A direção de Richard Shephard, habitualmente usada para algumas séries de TV como “Girls”, “Ugly Betty” e “Salem”, já abre o longa-metragem dando o tom daquilo que o espectador irá ver pelos próximos 90 minutos: Jude Law começa com voz em off falando barbaridades e classificando incessantemente seu órgão sexual como a oitava maravilha do mundo moderno por minutos a fio, em tom empolgado, enquanto vibra e cospe boca afora. Verborragia perde. Não que necessariamente haja dúvidas quanto às suas afirmações sexuais (talvez a ex-patroa Saddie Frost confirme alguma coisa da época em que o ator estava na flor da idade), mas é importante ressaltar que Dom Hemingway fará uso dessa tática ao longo de todo o filme: o personagem tem uma fenomenal capacidade de usar pelo menos uns cinco adjetivos na mesma frase para descrever qualquer objeto, pessoa ou ação, como se fosse um dicionário lexicografado por Antonio Houaiss. Quando o rostinho de Jude finalmente aparece em cena, ele está nu em pelos (infelizmente, o público só chega a ver até a cintura do cara) e, mirando o par de olhos azuis direto para o centro da câmera, continua seu monólogo de autoexaltação. Quem conhece os trabalhos anteriores do britânico provavelmente sofrerá uma espécie de déjà vu bizarro e lembrará instantaneamente de “Alfie – O Sedutor” (“Alfie”, 2004), aquele remake do clássico dos anos 1960 originariamente protagonizado por Michael Caine, no qual o personagem principal é um mulherengo que fazia reflexões para a lente do diretor, quebrando a quarta parede do cinema.

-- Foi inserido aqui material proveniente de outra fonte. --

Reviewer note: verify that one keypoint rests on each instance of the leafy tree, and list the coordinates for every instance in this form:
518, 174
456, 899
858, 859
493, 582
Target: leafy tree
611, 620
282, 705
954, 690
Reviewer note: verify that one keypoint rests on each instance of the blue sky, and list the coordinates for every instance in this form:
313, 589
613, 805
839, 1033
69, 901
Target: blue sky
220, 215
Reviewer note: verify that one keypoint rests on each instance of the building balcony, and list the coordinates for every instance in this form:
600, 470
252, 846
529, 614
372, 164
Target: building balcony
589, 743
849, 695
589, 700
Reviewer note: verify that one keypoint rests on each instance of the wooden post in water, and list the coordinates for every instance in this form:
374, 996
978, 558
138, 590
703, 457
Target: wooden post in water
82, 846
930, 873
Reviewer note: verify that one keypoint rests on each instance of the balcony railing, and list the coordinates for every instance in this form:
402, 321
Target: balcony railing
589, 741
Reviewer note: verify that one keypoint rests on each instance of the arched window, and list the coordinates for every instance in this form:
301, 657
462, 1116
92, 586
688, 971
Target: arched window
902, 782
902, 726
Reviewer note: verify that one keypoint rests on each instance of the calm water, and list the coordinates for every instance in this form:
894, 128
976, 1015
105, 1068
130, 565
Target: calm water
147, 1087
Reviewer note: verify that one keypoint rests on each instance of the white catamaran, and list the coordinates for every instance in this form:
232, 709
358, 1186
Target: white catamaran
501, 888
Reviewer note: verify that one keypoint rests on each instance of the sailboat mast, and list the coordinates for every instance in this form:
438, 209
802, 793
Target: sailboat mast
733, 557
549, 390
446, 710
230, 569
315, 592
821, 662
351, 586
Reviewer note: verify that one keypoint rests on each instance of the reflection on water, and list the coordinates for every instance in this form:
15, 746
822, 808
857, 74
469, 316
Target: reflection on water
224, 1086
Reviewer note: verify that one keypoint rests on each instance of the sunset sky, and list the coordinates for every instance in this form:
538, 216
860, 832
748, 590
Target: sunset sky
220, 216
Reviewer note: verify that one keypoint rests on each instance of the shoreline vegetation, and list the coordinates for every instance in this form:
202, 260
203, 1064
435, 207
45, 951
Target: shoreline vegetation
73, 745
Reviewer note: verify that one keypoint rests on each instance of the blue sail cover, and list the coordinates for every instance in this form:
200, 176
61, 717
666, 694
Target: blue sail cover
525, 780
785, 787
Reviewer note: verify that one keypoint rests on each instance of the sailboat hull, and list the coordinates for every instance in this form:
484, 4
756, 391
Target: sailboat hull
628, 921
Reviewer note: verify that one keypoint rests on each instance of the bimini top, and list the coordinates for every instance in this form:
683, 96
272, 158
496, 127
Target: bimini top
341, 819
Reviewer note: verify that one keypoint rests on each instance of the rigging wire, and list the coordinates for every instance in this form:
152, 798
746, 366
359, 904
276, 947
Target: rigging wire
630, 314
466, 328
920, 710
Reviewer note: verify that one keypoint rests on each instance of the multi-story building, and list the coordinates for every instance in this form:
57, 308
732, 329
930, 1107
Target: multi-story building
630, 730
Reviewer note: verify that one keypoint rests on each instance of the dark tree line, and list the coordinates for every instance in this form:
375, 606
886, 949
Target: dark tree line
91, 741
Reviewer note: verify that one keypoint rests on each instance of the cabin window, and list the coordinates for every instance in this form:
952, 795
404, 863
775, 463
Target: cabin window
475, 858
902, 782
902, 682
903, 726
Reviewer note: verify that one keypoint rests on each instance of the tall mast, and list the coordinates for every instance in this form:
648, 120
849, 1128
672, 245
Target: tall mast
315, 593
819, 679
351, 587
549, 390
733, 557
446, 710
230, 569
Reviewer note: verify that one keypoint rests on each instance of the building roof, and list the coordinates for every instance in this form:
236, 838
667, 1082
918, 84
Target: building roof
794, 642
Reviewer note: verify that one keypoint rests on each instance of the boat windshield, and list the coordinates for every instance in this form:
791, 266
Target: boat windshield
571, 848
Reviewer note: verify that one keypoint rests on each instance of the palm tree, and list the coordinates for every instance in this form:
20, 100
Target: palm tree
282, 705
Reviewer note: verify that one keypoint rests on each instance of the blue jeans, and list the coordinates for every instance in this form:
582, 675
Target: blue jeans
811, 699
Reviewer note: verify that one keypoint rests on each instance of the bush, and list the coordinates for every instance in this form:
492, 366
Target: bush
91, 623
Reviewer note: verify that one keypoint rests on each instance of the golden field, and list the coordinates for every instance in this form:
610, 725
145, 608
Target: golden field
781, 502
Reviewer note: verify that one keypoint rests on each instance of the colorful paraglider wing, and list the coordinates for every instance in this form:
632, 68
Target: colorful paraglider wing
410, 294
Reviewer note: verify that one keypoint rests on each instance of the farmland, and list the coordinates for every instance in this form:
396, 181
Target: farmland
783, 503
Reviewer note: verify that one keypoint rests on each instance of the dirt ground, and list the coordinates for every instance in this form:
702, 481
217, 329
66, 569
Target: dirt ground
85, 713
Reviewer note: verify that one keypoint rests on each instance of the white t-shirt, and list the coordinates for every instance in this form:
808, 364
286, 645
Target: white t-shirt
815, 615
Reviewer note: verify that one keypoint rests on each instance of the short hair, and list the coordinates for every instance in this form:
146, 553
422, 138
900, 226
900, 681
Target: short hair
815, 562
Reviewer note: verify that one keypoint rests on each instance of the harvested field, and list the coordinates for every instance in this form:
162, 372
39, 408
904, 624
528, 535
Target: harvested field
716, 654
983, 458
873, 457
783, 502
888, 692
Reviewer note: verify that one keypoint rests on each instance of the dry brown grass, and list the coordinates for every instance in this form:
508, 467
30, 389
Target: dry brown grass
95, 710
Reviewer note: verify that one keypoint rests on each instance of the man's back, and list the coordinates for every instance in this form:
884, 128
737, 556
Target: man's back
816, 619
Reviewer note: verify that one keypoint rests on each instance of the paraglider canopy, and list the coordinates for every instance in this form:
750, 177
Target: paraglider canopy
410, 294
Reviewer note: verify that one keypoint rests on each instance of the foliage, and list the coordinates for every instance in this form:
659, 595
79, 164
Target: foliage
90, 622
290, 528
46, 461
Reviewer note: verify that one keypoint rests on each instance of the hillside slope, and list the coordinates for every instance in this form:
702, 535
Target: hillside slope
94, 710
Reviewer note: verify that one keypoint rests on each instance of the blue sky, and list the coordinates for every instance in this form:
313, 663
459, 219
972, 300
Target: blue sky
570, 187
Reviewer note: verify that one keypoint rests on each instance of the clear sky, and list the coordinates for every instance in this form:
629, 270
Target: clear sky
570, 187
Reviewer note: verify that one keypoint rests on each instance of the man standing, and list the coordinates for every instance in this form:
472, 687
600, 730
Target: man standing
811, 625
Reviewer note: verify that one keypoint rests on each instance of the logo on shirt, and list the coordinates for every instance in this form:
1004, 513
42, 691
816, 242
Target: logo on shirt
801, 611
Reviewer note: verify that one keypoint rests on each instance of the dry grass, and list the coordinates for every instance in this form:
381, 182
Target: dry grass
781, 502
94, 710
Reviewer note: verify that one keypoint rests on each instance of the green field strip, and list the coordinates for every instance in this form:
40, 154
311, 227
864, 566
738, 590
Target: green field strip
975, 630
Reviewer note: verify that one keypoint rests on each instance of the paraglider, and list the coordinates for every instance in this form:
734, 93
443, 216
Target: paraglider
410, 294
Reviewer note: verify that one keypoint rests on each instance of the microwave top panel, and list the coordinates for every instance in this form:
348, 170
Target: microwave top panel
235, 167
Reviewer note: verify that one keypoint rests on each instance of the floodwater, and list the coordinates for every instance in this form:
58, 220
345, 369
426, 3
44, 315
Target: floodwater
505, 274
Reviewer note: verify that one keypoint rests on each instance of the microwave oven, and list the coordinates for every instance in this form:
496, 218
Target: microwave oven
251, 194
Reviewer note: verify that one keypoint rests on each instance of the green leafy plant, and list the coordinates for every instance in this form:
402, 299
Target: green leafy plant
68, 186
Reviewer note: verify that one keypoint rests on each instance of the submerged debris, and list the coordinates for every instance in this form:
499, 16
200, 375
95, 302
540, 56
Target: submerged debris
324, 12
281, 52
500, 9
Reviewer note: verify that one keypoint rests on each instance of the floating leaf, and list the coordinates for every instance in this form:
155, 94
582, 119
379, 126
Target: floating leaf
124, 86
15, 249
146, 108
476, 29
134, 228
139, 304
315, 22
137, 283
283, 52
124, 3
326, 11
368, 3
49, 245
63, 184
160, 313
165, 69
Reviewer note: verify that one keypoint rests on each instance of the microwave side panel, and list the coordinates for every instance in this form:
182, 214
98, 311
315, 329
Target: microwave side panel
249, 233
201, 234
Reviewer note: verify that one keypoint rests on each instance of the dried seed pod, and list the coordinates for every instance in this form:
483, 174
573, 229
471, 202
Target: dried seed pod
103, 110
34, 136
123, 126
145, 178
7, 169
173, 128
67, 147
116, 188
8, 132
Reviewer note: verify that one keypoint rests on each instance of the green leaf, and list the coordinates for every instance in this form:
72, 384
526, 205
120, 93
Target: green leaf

Durante o filme, o público acompanha Dom em uma liberdade redescoberta regada a porres orgíacos e carreiras de cocaína. Puro frenesi. A direção e a fotografia nem são excepcionais, mas têm seus momentos de inspiração aqui e ali. Por exemplo, quando o protagonista vê, cantando em uma escada, Paolina – a maior vigarista femme fatale do roteiro vivida pela romena Madalina Ghenea, uma mistura de Jessica Paré com Irina Shayk –, o glamour e a sensualidade da cena são tão fortes quanto os de um comercial de fragrâncias da Carolina Herrera, com direito a vento nos cabelos, flores sobrevoando a atriz e uma paleta de cores delicadamente construída. Quase uma campanha da Nina Ricci Parfums. Há também aquele fantástico e hilário momento quando um acidente de carro é feito em slow motion e Dom voa pelos ares enquanto uma mão, champanhe, pernas e sapatos rodopiam ao seu redor embalados por música clássica, em uma sinfonia do desastre.
Em seu âmbito, “A Recompensa” é uma comédia light, sobretudo se forem desconsiderados os insultos, palavrões e pequenos deslizes de nudez aqui e ali. Apesar de Jude Law provar que consegue carregar a veia cômica sozinho, seu companheiro de crime e fashionista enrustido Dickie Black, vivido pelo ótimo veterano Richard E. Grant, consegue acompanhar as peripécias de Dom com maestria e competência, fazendo com que os diálogos entre os dois personagens sejam espirituosamente inteligentes e pertinentes ao tom do filme. Os únicos momentos em que o clima chega a pesar e a consciência do protagonista transparece são nas cenas em que ele tenta reatar o relacionamento com a filha, vivida pela poderosa Khaleesi e Mãe dos Dragões Emilia Clarke (de “Game of Thrones”) que, mesmo com pouco tempo de tela, demonstra ser uma atriz com potencial para migrar da tevê para o cinema com naturalidade.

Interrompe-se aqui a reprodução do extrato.